Craig Unger has done a terrific job in this book, of exposing the conflicted loyalties of President George W. Bush. Unger exposes the financial dealings of Bush, from his days as a failed business man, running Harken, a company that was bailed out of bankruptcy by the Saudi royal family, to his days as one of the most unpopular presidents in US history, smoking cigars on the Whitehouse balcony with the Saudi amabassador, whilst the Pentagon smoldered in the distance, after 9/11.
If you have watched Fahrenheit 9/11, you will have seen Craig Unger interviewed and some of his material from this book used in that film. Obviously, this book goes in to far more detail than Michael Moore's film does.
Unger's book can be considered as a selective biography of Bush, focusing primarily on his business history, such as the above-mentioned Harken and Arbusto (emphasise the 'bust' in pronounciation).
Of particular attention to readers should be the Carlyle group, a multi-tentacled investment group that counts among its members George H. W. Bush and members of the Bin Laden family. The Carlyle group has investments in US defense companies, so it could be argued that one of the economic benificaries of Osama Bin Laden's attacks on 9/11 were members of his own family.

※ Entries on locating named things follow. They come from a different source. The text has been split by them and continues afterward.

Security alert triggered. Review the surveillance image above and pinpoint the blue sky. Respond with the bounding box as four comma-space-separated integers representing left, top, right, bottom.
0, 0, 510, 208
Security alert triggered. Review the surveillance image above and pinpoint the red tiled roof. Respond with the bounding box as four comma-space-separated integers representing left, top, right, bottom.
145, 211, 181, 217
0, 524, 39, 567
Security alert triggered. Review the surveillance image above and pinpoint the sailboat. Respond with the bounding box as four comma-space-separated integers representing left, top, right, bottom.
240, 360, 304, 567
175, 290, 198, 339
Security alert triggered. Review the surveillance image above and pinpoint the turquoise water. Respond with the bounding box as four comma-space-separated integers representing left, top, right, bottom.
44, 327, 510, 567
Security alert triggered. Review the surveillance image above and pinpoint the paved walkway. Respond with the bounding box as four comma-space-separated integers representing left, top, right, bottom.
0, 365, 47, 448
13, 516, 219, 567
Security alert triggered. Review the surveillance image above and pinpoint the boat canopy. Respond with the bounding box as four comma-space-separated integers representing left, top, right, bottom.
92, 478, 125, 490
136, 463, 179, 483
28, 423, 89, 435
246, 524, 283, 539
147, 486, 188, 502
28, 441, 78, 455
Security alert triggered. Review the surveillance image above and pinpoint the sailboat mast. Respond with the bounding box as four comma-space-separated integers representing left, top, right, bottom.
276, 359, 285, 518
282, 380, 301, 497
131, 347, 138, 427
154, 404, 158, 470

This book also details how members of the Bin Laden family were allowed to fly out of the US without being questioned by the FBI, shortly after the 9/11 attacks, in contravention of the no-fly policy.
Craig Unger's book is well written and the evidence documented in it is well presented. This book is a must-read for anyone with an interest in the hidden influences on George W. Bush's foreign policy in the Middle East.